If it says En­able+, MSI is work­ing, En­able- means it is sup­port­ed but dis­abled, and if the line is miss­ing, MSI is not sup­port­ed by the PCIe hard­ware.

This can po­ten­tial­ly al­so im­prove per­for­mance for oth­er passthrough de­vices, in­clud­ing GPUs, but that de­pends on the hard­ware be­ing used.

Ref­er­ences

Passthrough GPU: Win­dows and SPICE/VNC

Don't use em­u­lat­ed Video and Graph­ic while you are us­ing GPU passthrough. It leads per­for­mance loss.
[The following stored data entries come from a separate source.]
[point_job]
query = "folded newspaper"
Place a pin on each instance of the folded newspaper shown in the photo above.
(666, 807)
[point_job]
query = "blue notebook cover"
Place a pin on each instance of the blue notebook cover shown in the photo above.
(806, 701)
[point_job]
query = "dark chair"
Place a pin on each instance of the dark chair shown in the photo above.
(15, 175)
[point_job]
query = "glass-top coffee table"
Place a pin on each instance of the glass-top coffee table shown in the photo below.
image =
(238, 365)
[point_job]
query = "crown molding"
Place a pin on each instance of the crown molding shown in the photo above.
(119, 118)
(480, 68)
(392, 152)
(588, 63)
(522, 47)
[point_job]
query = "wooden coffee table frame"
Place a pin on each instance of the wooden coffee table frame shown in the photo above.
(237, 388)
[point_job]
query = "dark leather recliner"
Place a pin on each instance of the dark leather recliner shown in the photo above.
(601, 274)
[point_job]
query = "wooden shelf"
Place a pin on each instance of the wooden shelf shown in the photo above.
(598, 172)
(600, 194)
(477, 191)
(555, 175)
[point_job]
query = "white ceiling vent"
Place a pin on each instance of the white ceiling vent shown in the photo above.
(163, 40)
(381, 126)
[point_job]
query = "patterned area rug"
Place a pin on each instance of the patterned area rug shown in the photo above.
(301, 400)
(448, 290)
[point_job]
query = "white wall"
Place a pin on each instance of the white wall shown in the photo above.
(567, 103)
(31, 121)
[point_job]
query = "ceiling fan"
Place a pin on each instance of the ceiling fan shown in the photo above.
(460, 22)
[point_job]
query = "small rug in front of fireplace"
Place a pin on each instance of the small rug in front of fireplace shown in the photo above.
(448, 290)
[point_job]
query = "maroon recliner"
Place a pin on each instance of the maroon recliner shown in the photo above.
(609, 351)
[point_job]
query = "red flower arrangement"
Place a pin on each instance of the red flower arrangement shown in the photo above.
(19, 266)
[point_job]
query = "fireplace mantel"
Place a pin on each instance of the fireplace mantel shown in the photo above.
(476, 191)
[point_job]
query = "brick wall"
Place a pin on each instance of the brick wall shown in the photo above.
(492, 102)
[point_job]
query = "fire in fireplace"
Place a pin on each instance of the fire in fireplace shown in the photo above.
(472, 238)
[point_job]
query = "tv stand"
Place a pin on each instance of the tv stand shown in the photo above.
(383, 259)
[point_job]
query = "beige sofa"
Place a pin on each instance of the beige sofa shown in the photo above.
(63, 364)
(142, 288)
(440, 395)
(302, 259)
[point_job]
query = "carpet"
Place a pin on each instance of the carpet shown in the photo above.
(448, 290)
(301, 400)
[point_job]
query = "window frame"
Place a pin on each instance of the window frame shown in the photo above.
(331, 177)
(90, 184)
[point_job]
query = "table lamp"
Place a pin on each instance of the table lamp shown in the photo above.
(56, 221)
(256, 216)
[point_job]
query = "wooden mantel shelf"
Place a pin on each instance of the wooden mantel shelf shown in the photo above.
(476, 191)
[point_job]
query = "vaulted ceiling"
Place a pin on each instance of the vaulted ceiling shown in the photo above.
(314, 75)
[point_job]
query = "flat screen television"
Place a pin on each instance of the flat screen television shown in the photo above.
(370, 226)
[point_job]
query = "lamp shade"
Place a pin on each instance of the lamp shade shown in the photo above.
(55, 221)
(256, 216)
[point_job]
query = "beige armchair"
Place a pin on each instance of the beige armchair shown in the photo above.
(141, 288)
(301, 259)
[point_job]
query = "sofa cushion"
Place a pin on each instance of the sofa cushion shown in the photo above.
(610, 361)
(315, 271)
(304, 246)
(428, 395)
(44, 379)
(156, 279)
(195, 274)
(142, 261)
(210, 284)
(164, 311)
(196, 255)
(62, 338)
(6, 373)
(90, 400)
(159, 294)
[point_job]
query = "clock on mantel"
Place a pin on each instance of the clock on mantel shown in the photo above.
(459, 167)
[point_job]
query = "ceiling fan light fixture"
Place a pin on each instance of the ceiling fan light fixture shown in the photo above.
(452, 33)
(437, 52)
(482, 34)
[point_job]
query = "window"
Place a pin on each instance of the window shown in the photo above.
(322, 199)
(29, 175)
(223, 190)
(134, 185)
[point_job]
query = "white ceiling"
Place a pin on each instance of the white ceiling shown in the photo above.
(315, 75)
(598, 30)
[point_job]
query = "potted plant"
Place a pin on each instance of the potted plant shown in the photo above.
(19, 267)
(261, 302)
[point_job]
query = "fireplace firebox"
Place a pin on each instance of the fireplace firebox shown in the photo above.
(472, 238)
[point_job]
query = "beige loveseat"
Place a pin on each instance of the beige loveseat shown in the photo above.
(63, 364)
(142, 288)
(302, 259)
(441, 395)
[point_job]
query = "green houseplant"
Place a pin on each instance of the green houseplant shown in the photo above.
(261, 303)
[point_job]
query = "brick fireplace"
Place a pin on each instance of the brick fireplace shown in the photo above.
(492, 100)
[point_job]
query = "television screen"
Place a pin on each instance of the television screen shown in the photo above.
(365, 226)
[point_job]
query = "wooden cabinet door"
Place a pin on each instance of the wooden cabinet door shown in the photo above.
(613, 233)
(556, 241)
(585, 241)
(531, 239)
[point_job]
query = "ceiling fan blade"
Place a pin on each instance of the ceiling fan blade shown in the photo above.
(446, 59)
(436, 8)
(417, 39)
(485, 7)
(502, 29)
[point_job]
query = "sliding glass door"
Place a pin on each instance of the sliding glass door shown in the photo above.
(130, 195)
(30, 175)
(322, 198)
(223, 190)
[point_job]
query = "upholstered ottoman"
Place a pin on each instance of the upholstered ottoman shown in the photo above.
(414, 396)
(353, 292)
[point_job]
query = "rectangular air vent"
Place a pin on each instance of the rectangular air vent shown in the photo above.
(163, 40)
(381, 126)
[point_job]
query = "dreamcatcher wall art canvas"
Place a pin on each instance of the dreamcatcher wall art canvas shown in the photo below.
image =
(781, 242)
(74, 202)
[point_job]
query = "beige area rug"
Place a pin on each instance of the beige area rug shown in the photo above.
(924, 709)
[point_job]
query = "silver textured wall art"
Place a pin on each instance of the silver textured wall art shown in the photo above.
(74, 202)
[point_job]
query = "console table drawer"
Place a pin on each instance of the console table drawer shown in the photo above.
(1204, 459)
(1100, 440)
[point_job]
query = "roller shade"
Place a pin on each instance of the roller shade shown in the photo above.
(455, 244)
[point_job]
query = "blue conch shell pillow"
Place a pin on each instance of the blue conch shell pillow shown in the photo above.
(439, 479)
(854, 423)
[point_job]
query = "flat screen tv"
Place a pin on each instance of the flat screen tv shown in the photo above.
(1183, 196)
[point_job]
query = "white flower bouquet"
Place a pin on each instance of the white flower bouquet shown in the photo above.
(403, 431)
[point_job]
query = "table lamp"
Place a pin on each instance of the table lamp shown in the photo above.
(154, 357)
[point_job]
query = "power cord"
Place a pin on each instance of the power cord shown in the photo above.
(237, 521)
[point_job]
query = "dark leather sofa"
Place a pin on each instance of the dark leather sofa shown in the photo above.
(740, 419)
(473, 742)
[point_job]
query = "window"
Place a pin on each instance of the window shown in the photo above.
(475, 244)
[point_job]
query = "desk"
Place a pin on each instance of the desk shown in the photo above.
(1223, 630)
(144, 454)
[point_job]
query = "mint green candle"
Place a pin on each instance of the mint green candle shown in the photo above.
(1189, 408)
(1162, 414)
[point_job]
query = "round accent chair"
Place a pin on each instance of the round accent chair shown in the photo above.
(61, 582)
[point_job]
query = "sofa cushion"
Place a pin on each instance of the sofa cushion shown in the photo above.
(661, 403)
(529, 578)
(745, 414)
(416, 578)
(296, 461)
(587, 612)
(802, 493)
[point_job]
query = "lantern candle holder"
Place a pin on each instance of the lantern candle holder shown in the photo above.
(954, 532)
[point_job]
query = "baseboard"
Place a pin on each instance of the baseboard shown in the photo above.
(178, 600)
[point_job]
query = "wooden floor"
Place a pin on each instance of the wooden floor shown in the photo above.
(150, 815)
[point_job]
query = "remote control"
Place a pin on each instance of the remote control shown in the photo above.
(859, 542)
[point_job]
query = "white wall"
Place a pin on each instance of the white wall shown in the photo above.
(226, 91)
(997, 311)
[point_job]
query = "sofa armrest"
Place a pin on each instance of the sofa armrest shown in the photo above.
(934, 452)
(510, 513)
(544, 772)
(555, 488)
Spice may give trou­ble when pass­ing through a GPU as it presents a "vir­tu­al" PCI graph­ic card to the guest and some dri­vers have prob­lems with that, even when both cards show up. It's al­ways worth a try to dis­able SPICE and check again if some­thing fails.

Ref­er­ences

Passthrough GPU: Win­dows and 6ch/​​​9ch vs ac97 au­dio

Do not use 6ch/​​​9ch au­dio de­vices in the vir­tu­al ma­chine. It cre­ates aw­ful stut­ter­ing and per­for­mance loss. Use ac97 au­dio de­vices in­stead. This in­for­ma­tion is out­dat­ed – prob­a­bly the dri­vers have been up­dat­ed.

Ref­er­ences

Passthrough GPU: Win­dows and NVIDIA GPU Er­ror 43

I've ex­pe­ri­enc­ing this is­sue with the de­fault OVMF im­age (OVMF_CODE.ms.fd -> OVMF_CODE.secboot.fd). With the im­age OVMF_VARS-with-csm.fd the things were well. How­ev­er here is a gen­er­al so­lu­tion. Ap­ply the fol­low­ing changes in the Win­dows' vir­tu­al ma­chine XML file. You can use ei­ther virsh ed­it {your-win­dows-vm-name} or the XML tab in virt-man­ag­er.

  ...
  <features>
    <acpi/>
    <apic/>
    <hyperv>
      <relaxed state='on'/>
      <vapic state='on'/>
      <spinlocks state='on' retries='8191'/>
      <vendor_id state='on' value='1234567890ab'/>
    </hyperv>
    <kvm>
      <hidden state='on'/>
    </kvm>
    <vmport state='off'/>
    <ioapic driver='kvm'/>
  </features>
  ...

Ref­er­ences

Hide the Warn­ings KVM: vcpu0 ig­nored rdm­sr

sudo nano /etc/modprobe.d/kvm.conf
options kvm report_ignored_msrs=0 # Or: GRUB_CMDLINE_LINUX_DEFAULT="... kvm.report_ignored_msrs=0 ..."
sudo update-initramfs -u -k all
  • Note, ac­cord­ing to my ex­pe­ri­ence, this op­tion may cause crash­es of the host sys­tem!?

Ref­er­ences

KVM Mod­e­in­fo

modinfo kvm
filename:       /lib/modules/5.4.0-77-generic/kernel/arch/x86/kvm/kvm.ko
license:        GPL
author:         Qumranet
srcversion:     20C68083F39E14AB616D0B8
depends:
retpoline:      Y
intree:         Y
name:           kvm
vermagic:       5.4.0-77-generic SMP mod_unload modversions
sig_id:         PKCS#7
signer:         Build time autogenerated kernel key
sig_key:        67:66:2F:F8:26:8F:56:E9:37:7F:B7:AD:33:FA:97:31:CA:7F:FF:50
sig_hashalgo:   sha512
signature:      6C:0B:65:F9:46:AC:D8:B7:94:E8:B9:9D:A0:4B:97:E6:63:52:5A:FF:
                ...
parm:           nx_huge_pages:bool
parm:           nx_huge_pages_recovery_ratio:uint
parm:           ignore_msrs:bool
parm:           report_ignored_msrs:bool
parm:           min_timer_period_us:uint
parm:           kvmclock_periodic_sync:bool
parm:           tsc_tolerance_ppm:uint
parm:           lapic_timer_advance_ns:int
parm:           vector_hashing:bool
parm:           enable_vmware_backdoor:bool
parm:           force_emulation_prefix:bool
parm:           pi_inject_timer:bint
parm:           halt_poll_ns:uint
parm:           halt_poll_ns_grow:uint
parm:           halt_poll_ns_grow_start:uint
parm:           halt_poll_ns_shrink:uint

ThinkServ­er TD350 Is­sues

With­in the TD350's doc­u­men­ta­tion is writ­ten it doesn't sup­port any video card. How­ev­er NVS 315 works with mi­nor is­sues as these men­tioned here.